His preference, and the burden of much of the book, is for the creation of the kind of civil society conceived as a floor, a foundation for peoples’ lives, not the high ceiling of their aspiration. He invokes Ernest Gellner, from his book Conditions of Liberty: Civil Society and Its Rivals (1994):

The price of liberty may once have been eternal vigilance: the splendid thing about Civil Society is that even the absent-minded, or those preoccupied with their private concerns or for any other reason ill-suited to the exercise of eternal and intimidating vigilance, can look forward to enjoying their liberty.

Even in the essays not specifically concerned with civil society, there is a thread running through that argues for the conditions that would enable it to thrive. Krygier is eloquent and incisive about language, about rhetoric (an adept himself, he understands its use, and abuse). He is also extremely interesting on the subject of that much-abused notion, the rule of law. Here, his professional legal experience and scholarship help make his case for a rule of law that, as he puts it, focuses on ends rather than means; a rule of law that ‘counts’ with people, that is clear, not contradictory, and able to be known and understood by those to whom it applies. The rule of law, he claims, is not the good society. It’s a minimal condition. But it’s not the only game in town.

Imagine this: instead of our prevailing political static about law and order, terrorism and Telstra, we have an ongoing (and televised) Senate hearing in which Martin Krygier is debating Geoffrey Robertson about the rule of law. The bells don’t have to be rung to elicit a quorum and – an even wilder fantasy – the civility, the decorum of the debate, and some ounces of its intellectual weight, in time migrate across to the other place and parliament becomes again what it might be.

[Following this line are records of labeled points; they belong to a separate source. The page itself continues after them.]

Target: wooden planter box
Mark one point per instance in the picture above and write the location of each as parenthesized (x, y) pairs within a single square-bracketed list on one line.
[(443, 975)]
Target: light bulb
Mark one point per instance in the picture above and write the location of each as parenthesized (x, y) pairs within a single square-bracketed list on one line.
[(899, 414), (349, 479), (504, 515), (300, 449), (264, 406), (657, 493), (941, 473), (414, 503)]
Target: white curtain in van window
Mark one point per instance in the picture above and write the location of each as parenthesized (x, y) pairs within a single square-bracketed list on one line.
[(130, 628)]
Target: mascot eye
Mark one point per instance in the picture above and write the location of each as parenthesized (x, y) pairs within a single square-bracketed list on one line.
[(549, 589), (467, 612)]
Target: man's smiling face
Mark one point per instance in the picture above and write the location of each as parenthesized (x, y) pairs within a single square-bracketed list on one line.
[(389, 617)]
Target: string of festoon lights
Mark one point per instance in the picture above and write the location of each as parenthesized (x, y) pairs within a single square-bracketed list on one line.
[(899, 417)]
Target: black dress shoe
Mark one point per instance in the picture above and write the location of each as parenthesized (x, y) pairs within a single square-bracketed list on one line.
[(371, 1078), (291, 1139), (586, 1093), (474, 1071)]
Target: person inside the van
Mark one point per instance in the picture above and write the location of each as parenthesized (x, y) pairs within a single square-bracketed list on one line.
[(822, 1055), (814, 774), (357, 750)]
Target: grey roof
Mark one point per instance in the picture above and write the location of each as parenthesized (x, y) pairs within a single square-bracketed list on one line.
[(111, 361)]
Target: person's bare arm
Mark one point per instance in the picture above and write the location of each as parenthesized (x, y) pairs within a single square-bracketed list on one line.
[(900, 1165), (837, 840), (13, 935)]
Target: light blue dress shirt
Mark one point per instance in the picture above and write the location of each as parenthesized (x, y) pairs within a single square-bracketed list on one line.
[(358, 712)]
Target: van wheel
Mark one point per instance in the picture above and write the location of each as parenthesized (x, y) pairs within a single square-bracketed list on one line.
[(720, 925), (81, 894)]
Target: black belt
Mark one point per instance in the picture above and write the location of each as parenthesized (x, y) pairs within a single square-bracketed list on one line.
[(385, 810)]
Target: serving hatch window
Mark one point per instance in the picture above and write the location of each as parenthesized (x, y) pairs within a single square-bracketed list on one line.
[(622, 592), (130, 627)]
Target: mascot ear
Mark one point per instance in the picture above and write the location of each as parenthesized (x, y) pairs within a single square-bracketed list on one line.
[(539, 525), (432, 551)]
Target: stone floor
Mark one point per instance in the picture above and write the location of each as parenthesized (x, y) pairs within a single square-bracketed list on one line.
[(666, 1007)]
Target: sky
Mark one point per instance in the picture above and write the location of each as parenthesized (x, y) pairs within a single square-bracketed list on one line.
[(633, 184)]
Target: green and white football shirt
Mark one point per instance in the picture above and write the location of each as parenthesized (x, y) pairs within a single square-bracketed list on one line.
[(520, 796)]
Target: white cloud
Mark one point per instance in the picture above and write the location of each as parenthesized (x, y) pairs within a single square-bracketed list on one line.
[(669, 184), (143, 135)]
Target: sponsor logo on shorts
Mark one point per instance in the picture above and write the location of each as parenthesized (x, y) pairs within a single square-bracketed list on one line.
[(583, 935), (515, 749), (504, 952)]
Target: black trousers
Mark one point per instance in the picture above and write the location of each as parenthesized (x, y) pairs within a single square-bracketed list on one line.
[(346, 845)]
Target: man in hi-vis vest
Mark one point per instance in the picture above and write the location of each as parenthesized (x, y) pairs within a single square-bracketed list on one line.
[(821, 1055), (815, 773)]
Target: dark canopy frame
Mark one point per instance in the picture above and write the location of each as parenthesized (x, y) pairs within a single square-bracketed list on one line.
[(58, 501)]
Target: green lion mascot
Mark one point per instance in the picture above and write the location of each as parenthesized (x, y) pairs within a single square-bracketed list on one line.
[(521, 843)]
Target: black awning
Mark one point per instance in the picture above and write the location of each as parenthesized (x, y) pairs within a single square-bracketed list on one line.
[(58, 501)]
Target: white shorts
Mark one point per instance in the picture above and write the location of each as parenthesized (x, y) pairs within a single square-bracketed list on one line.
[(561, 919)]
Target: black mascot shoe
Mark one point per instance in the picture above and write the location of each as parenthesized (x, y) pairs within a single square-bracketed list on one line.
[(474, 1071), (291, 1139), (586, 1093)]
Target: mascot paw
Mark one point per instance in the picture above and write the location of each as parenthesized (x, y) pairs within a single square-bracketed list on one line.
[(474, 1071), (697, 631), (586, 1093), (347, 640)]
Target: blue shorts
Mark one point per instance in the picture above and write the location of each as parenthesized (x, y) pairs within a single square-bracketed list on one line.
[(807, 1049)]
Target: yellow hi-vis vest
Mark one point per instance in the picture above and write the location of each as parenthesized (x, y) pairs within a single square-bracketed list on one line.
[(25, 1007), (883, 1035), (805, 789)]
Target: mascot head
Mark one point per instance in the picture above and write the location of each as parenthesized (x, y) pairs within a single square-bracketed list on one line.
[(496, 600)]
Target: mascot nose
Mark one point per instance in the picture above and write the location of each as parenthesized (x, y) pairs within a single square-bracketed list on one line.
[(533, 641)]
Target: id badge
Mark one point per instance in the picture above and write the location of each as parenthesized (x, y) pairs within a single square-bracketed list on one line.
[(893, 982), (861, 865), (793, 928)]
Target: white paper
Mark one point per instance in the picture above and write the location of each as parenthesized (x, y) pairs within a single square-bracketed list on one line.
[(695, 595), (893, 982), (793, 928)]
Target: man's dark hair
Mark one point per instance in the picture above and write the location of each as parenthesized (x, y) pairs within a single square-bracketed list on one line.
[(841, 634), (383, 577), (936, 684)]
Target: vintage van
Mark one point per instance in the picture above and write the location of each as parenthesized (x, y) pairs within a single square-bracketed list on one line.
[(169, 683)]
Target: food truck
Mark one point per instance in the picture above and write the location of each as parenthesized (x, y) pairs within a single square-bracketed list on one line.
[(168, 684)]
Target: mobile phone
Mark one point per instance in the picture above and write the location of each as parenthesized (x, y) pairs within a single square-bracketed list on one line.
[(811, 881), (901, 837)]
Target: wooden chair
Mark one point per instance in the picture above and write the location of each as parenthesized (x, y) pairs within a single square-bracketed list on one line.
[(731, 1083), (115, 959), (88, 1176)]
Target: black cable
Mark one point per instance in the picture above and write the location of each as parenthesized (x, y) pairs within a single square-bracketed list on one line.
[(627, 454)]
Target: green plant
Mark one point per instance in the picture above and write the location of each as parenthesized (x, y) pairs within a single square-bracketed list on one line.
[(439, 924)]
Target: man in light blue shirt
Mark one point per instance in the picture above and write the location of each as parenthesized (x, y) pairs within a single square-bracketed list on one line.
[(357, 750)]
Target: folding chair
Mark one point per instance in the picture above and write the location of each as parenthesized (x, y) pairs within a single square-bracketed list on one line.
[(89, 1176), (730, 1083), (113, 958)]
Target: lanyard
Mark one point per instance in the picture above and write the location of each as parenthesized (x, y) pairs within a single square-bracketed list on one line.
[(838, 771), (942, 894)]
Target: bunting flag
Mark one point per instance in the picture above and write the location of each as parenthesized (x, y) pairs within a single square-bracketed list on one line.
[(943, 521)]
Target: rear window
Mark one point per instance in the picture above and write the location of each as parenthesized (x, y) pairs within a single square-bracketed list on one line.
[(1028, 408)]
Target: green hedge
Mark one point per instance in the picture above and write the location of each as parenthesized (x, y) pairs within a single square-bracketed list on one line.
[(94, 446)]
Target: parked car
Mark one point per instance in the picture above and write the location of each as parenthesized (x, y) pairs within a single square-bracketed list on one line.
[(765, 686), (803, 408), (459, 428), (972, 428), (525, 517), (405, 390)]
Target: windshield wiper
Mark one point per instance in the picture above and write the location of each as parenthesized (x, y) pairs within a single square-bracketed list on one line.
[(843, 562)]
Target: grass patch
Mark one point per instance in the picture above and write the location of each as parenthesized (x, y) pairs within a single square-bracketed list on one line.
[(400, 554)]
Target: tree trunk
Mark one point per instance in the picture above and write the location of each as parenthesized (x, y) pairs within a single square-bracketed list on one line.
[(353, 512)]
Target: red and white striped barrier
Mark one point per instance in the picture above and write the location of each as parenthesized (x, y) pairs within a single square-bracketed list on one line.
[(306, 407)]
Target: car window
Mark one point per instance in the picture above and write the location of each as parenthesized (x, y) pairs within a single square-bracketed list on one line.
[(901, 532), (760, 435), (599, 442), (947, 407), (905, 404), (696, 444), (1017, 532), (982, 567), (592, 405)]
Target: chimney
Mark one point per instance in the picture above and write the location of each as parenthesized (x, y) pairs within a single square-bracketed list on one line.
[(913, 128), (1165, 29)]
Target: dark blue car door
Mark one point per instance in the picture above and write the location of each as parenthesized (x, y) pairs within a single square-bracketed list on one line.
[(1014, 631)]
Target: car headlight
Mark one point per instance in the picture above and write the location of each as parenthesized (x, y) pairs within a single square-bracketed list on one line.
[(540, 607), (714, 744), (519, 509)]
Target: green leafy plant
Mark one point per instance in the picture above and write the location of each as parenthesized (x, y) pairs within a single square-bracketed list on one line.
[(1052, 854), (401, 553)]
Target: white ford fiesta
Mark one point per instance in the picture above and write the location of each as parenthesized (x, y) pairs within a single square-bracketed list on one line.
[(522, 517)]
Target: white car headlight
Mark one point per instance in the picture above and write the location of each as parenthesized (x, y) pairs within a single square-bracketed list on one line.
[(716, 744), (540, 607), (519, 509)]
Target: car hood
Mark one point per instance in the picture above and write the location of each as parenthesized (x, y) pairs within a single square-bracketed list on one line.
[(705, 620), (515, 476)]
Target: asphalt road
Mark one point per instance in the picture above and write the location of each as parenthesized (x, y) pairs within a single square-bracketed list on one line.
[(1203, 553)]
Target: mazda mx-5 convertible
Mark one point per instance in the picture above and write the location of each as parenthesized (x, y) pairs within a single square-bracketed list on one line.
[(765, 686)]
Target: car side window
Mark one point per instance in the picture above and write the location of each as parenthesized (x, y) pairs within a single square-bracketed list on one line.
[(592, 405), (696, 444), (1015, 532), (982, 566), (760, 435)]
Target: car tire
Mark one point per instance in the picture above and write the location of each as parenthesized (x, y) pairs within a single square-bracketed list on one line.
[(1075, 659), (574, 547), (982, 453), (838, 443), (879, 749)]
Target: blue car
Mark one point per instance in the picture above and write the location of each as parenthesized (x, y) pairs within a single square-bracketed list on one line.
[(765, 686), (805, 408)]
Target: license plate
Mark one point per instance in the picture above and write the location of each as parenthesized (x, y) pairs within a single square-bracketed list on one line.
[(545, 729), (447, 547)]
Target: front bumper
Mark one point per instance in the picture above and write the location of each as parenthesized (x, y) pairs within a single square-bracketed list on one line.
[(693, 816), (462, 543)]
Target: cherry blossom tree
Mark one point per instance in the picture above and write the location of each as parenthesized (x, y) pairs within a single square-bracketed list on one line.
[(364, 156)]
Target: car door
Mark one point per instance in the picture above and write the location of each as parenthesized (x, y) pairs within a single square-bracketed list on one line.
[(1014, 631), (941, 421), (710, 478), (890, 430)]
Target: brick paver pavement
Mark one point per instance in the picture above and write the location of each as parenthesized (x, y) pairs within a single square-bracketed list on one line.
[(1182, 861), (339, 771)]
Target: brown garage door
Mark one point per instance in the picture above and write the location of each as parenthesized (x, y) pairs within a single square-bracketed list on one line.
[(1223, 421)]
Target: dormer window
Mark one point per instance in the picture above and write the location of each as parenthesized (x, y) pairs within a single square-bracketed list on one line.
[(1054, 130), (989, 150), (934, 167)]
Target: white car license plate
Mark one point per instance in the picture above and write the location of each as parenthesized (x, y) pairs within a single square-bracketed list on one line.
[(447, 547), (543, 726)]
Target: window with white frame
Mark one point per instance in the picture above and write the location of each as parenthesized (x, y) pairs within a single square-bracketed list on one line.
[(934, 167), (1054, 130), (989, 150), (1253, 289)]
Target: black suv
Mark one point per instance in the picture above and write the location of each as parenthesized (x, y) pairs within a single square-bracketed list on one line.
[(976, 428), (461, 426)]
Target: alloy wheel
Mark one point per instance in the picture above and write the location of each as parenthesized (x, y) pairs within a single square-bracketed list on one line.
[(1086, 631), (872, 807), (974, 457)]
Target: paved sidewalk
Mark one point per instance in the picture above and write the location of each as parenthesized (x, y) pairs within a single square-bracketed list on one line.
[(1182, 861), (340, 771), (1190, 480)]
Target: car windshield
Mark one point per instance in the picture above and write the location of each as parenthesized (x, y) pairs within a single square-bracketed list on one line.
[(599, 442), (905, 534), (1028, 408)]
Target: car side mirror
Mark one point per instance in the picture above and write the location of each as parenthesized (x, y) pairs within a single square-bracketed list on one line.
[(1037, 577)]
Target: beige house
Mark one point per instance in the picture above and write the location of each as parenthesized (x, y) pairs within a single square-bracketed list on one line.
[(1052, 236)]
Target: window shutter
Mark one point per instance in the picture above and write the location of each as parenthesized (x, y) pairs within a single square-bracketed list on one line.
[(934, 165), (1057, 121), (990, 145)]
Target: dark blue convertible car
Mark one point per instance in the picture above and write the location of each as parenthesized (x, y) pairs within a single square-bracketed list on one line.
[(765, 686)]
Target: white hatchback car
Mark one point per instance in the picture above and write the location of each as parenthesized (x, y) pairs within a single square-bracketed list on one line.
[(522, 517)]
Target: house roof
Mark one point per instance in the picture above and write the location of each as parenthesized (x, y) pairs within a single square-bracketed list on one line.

Communism fell. So many things are possible.

Part of the pleasure – and edification – of Civil Passions lies in the way it combines advocacy for a civil society with a personal history in which conviction, nimbleness, loyalty and wry self-deprecation all play a part. Martin Krygier is the son of Richard Krygier, founder and publisher of Quadrant magazine. Like his father, he has been a passionate anti-communist. A decade ago, such a history and lineage would have given many people, myself included, the impression that they could confidently map his mind, anticipate his reactions – dismiss him ‘by category’, as he puts it. It’s too easy to say that was a mistake. But it is not difficult to take heart from the way Krygier implicates himself in a related tribalism – and then steps beyond it. It’s part of the serious ‘lightness of being’ of the book that he can castigate polemical mind sets, convict himself, and then point to a resolution, a new way which includes comedy as well as tragedy in its progress. Michnik, again, is a guide here, in his refusal to divide the world into ‘angels and maggots’. And like Michnik, Krygier is psychologically subtle in his rejection of reflex polarising:

… if the substance over which we debate is more complex than commonly admitted in our public debates, so too might be the reasons people have for their views. At least one does well to start with that presumption, rather than join one or other of the packs in which Australian polemicists like to hunt.

This is not an argument for relativism or boundless liberalism: it is a prescription for understanding, leading to that elusive state, reconciliation.

There is much else here, about Poland, communism and post-communism, about gypsies, about being that unlikely amalgam, a conservative liberal socialist. There are stinging critiques (of Cassandra Pybus on James McAuley, and of Keith Windschuttle’s The Fabrication of Aboriginal History, for example). The book in itself is a chapter in Australia’s intellectual history (and as such warrants an index). The joy of it is that it is written with such a light, ironic touch, and that its zest confounds Krygier’s own pessimism.